First, we chose ages and genders for whom we had a reasonable amount of data to make predictions from. This ended up being Men and Women < 35, 35-39, 40-44, and 45-49 for years 2015-2020. The charts below verify that the distribution of marathon times has remained similar across gender and year.
Some other observations:
- Round times clearly have a psychological effect, with spikes materializing at 3:00, 3:30, and 4:00. The same seems to go for the BQ times (3:05 and 3:35 for the most populous age groups in each gender for all but 2019, and then 3:00 and 3:30 respectively)
- You can also see pretty fantastically how much Strava has grown in running (and especially with women) over time, with the biggest jumps coming in the 2019 and 2020 windows (September 2017-2018 and September 2018-2019)
We also looked at overall stats by age/gender for each year in numerical form for:
- Total marathons on Strava
- Number of would-be-qualifiers
- Number of qualifiers under the eventual cutoff
These stats showed the following:
- The youngest age groups are the most competitive in terms of % of athletes denied and % of the total # of athletes who hit the BQ. They are also the largest (both at Boston and represented on Strava).
- 2019 was a huge jump in % of rejections of people who hit the standard but not the cutoff, which justifies the 5-minute drop across the board in the standard for 2020.
To determine the cutoff for the 2020 Boston Marathon, we looked at the percentage of Strava athletes who qualified for Boston each year, and applied that same percentage to the 2020 Boston qualifying window. The tricky part is that the Strava population changes every year, and that percentage of runners decreases over time. The analysis will mostly ignore that factor and assume that the Strava representation does not change year over year.
As evidenced in the original dataset, the youngest age group ( <35) appears to be the most competitive, so we used those cohorts to base our methodology.

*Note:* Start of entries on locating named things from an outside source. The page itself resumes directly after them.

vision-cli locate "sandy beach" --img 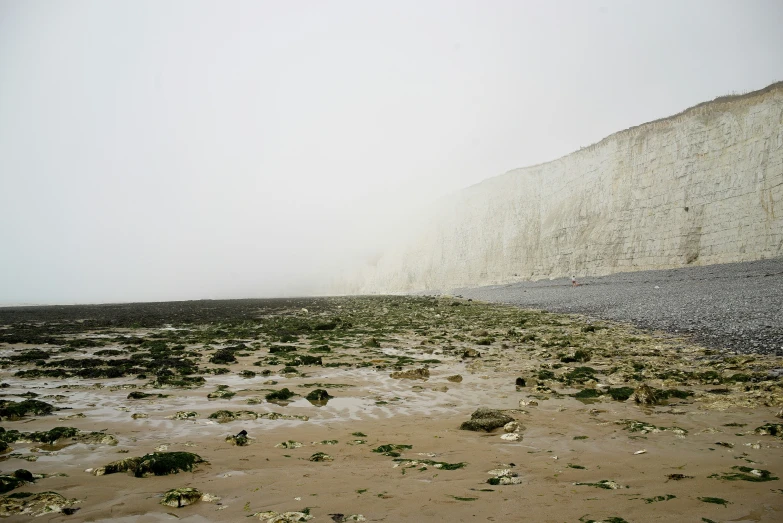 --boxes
[0,297,783,522]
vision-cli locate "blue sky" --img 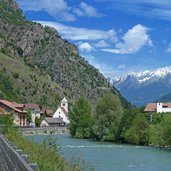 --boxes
[17,0,171,77]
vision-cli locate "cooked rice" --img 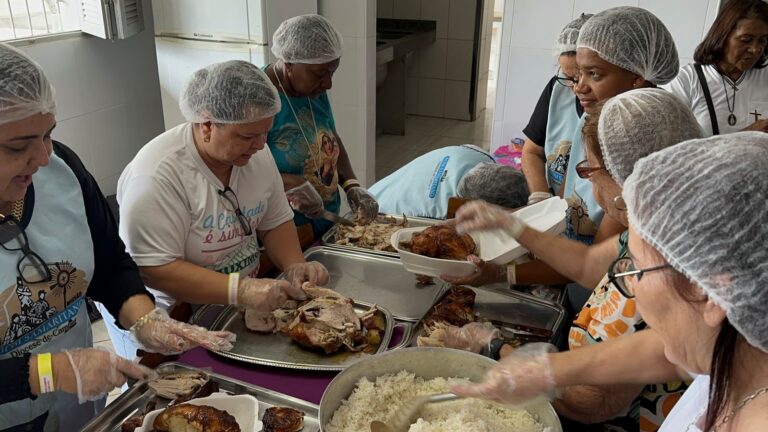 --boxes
[325,371,544,432]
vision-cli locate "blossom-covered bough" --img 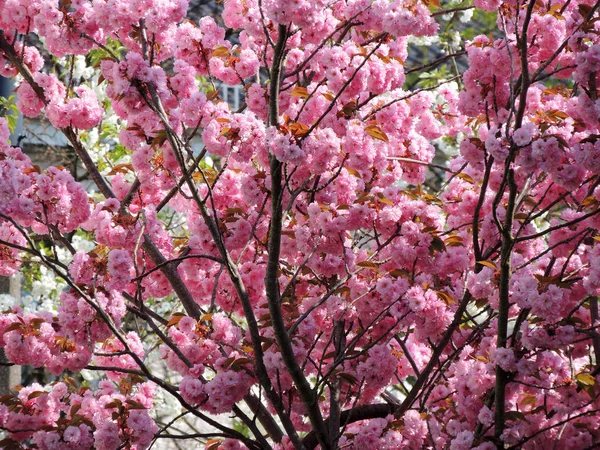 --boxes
[0,0,600,450]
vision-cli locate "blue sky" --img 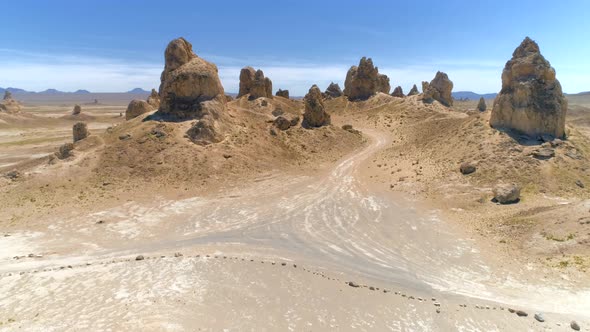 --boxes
[0,0,590,95]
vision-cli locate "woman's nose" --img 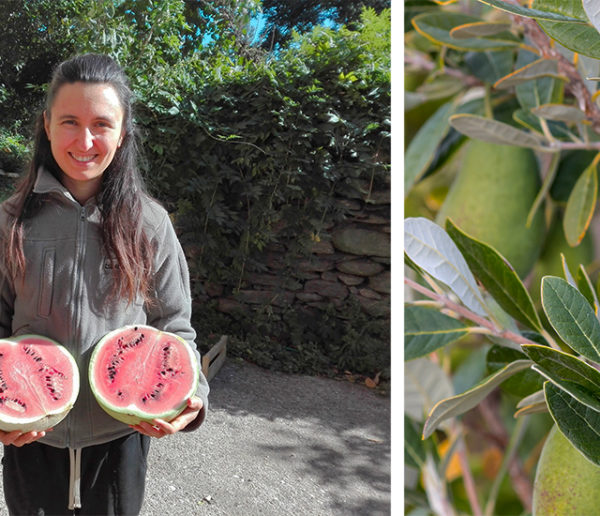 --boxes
[77,127,94,150]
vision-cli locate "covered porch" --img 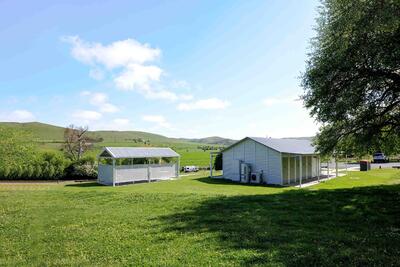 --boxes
[282,153,321,185]
[98,147,180,186]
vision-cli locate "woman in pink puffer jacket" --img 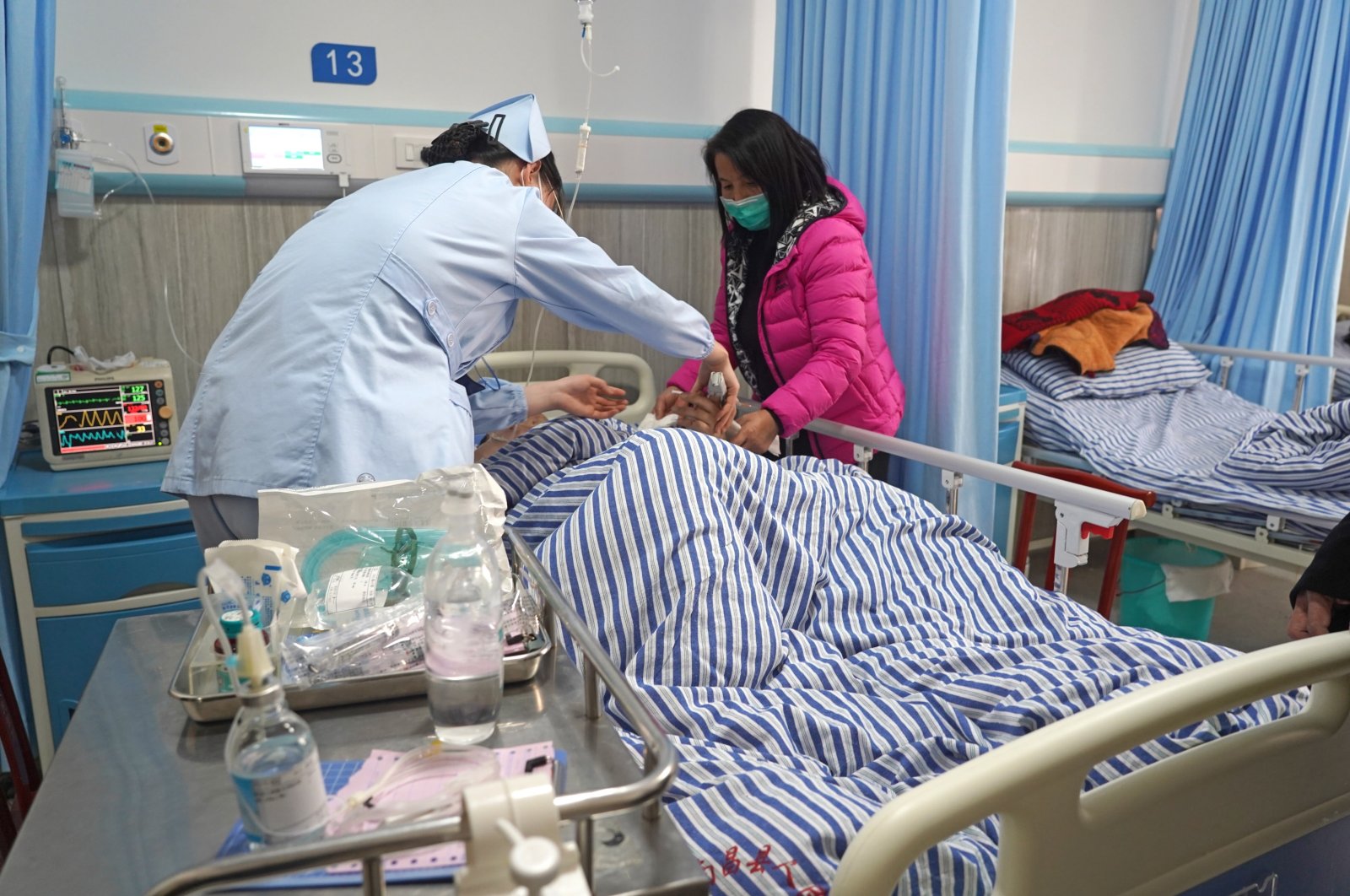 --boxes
[656,110,904,463]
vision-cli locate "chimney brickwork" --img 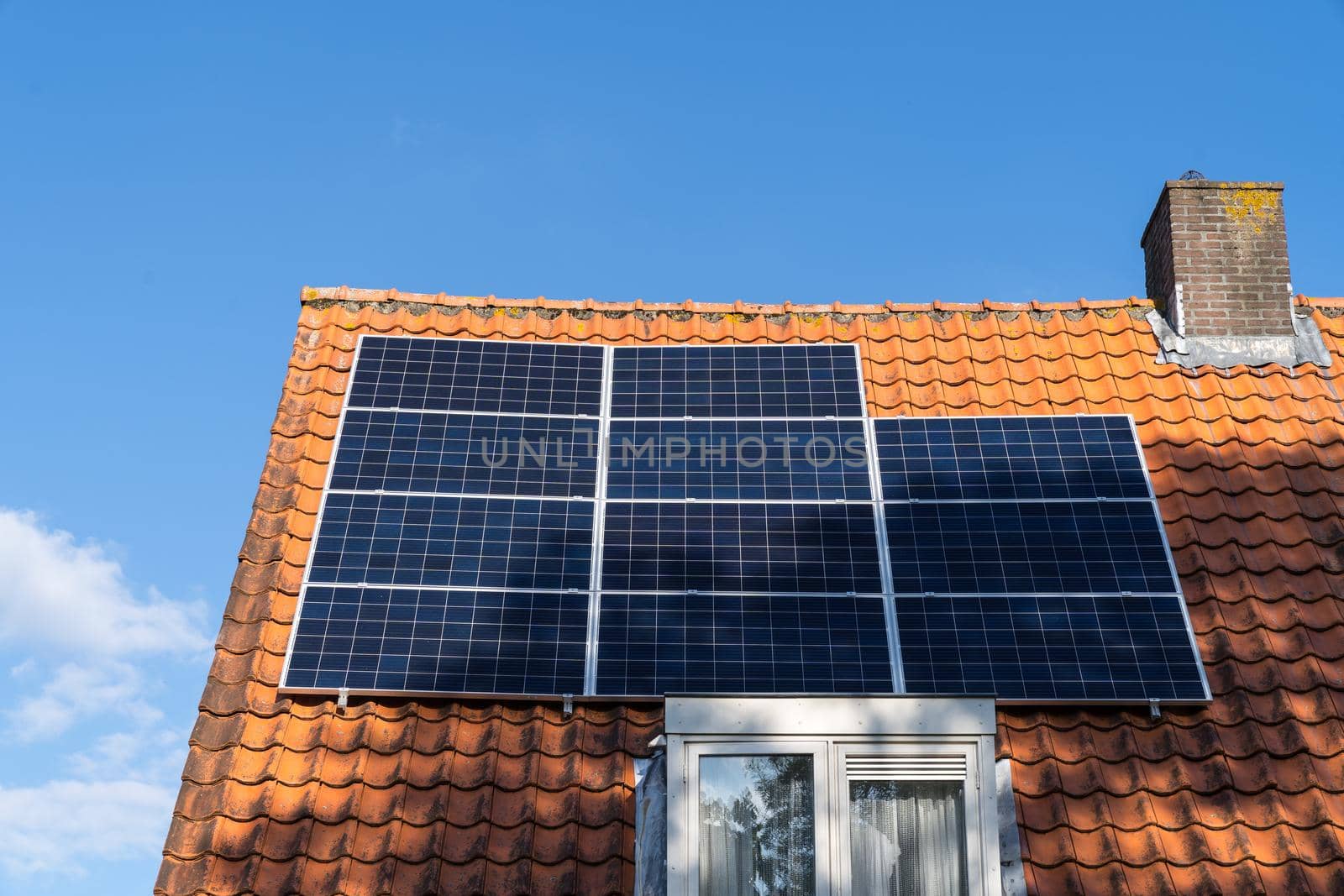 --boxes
[1140,180,1293,338]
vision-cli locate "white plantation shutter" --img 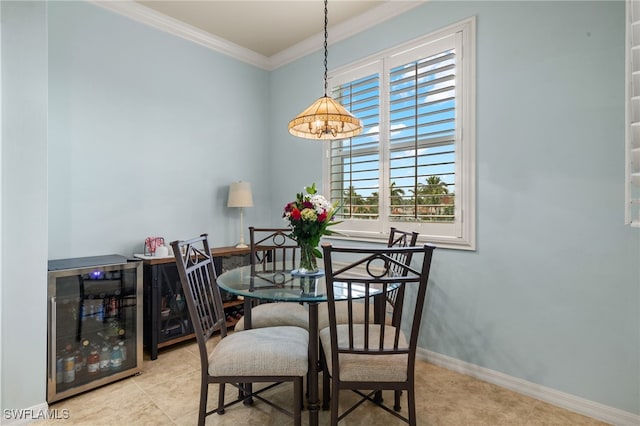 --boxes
[330,74,380,219]
[625,1,640,227]
[323,19,475,249]
[389,49,456,222]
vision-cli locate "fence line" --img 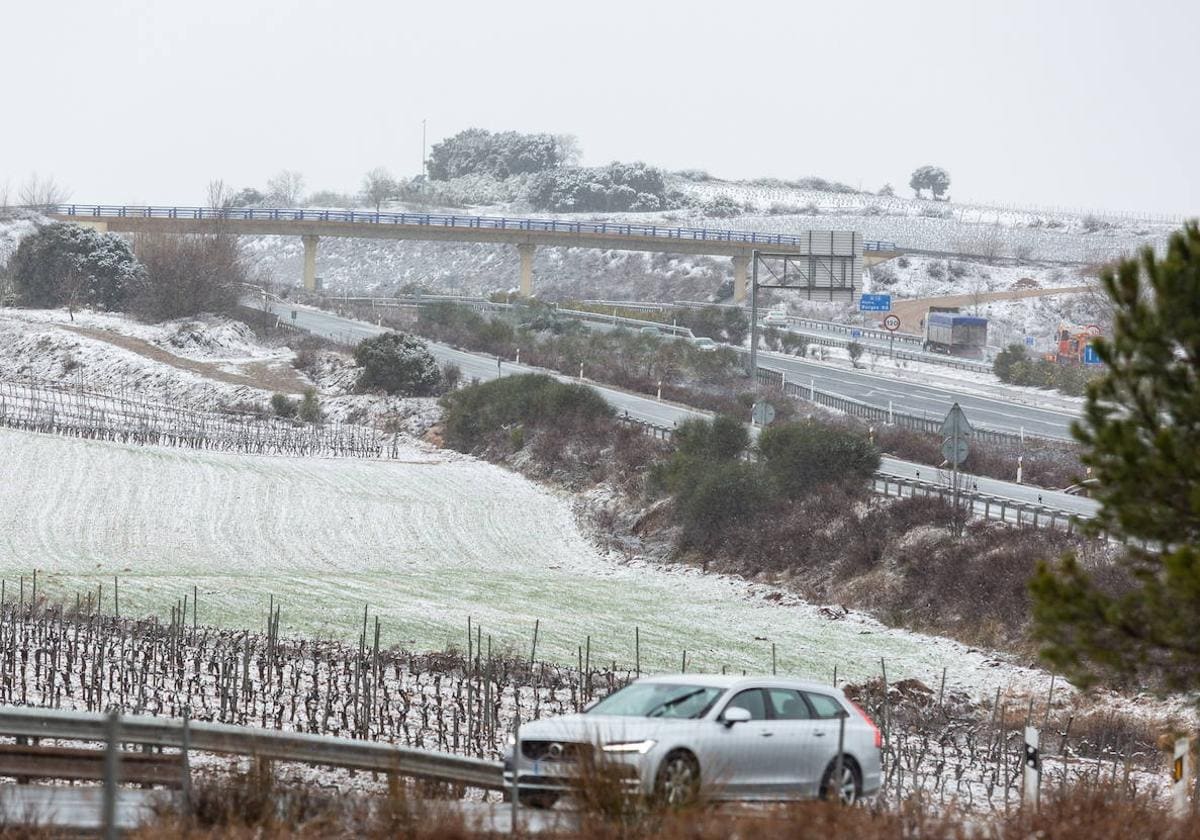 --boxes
[618,414,1084,534]
[0,378,398,458]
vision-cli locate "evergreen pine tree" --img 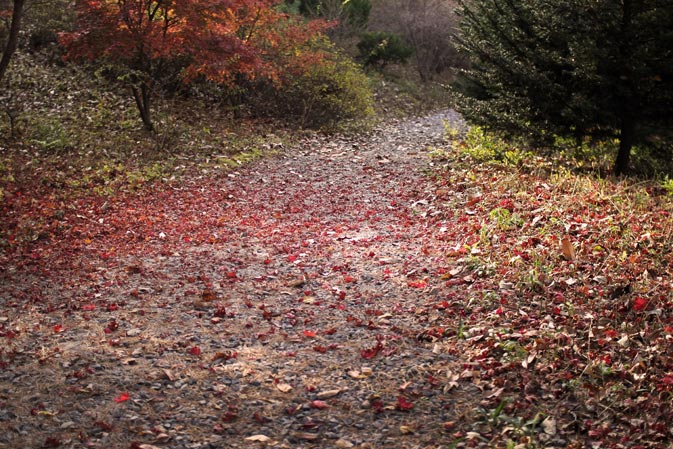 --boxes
[456,0,673,175]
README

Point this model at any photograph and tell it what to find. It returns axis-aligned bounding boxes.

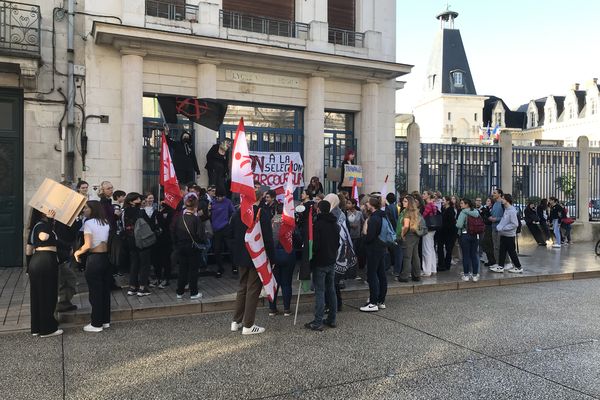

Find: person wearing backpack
[398,196,428,282]
[490,193,523,274]
[456,199,485,282]
[360,197,395,312]
[121,192,156,297]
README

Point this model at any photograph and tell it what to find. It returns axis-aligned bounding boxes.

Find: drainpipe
[65,0,75,182]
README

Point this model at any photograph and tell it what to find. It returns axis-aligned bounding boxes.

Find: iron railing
[0,1,42,57]
[588,151,600,221]
[395,139,408,193]
[146,0,198,22]
[329,28,365,47]
[503,146,584,218]
[420,143,500,199]
[220,10,310,39]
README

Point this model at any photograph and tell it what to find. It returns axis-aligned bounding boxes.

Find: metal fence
[0,1,42,57]
[329,28,365,47]
[395,140,408,193]
[420,143,500,198]
[220,10,310,39]
[588,151,600,221]
[146,0,198,22]
[510,147,582,217]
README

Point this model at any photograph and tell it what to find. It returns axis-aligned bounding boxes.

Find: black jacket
[167,137,200,174]
[231,206,275,268]
[365,210,386,247]
[311,213,340,267]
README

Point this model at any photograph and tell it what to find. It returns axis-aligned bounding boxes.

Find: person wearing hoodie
[304,200,340,331]
[490,193,523,274]
[360,197,387,312]
[456,199,481,282]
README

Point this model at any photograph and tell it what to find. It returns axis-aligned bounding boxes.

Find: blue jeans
[312,264,337,326]
[552,219,560,244]
[269,246,296,310]
[394,246,404,275]
[367,247,387,304]
[460,233,479,275]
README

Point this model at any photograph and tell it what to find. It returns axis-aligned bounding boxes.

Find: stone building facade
[0,0,411,265]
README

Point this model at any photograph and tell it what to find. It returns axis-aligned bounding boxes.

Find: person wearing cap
[205,138,231,190]
[210,188,238,277]
[167,131,200,187]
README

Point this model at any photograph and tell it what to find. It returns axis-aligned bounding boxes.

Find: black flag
[158,96,227,131]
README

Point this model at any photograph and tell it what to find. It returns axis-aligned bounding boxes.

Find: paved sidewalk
[0,279,600,400]
[0,243,600,333]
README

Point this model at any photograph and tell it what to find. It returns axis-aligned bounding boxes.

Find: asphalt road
[0,279,600,400]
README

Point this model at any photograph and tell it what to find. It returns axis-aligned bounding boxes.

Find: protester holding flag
[304,200,340,331]
[231,190,274,335]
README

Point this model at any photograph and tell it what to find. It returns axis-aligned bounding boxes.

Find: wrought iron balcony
[146,0,198,22]
[0,1,42,57]
[220,10,310,39]
[329,28,365,47]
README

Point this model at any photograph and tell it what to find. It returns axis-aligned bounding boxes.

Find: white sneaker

For all marathons run with the Men <35 cohort on Strava within the qualifying window for the 2019 Boston Marathon, 13.0% were under the B.A.A. cutoff of 3:00:08.
For all marathons run with the Women <35 cohort on Strava within the qualifying window for the 2019 Boston Marathon, 15.0% were under the B.A.A. cutoff of 3:30:08.
If we then look at marathon times for the 2020 qualifying window and apply the respective percentage, we are able to hazard a guess at what this year’s cutoff prediction will be.
Looking at the 13th percentile of Men <35 cohort on Strava for the 2020 qualifying window gives us 2:58:30 (90 seconds under the 3:00:00 qualification window).
Looking at the 15th percentile of Women <35 cohort on Strava for the 2020 qualifying window gives us 3:28:26 (94 seconds under the 3:30:00 qualification window).
Granted, there are many more factors that should be taken into account. Some of them are under the B.A.A.’s control (exactly how many runners they let into the race, the percentage of qualifiers vs. charity runners, how to adjust for unequal gender applications, etc).
Based on this data, the final prediction is that the Boston cutoff will be between 90 to 94 seconds under the qualifying time.
At the end of the day, no one knows how exactly the cutoff times are determined except for the B.A.A.. Coming in with a qualifier of 2:58:37 run at last year’s Boston I knew that I would be close, and wanted to try to use Strava data to hopefully give myself some Peace of Mind. Unfortunately, although the estimate was fairly accurate, it left me 16 seconds short. On a brighter side, there are two employees at Strava who qualified by scant 10 and 11-second margins.
Congratulations to everyone who will be toeing the line at Hopkinton this year, and I’ll be cheering you on from Heartbreak Hill!
Dave is a data engineer at Strava. Before working at Strava, he lived in Boston and credits spectating the Boston Marathon as one of the reasons he got into running. After running five marathons to mixed success (eat your breakfast!), he was finally able to qualify and ran his first Boston in 2019. An avid Bruce Springsteen fan, you can typically find Dave running with his Dunkin shoes at his favorite route near the Strava office to Heron’s Head Park.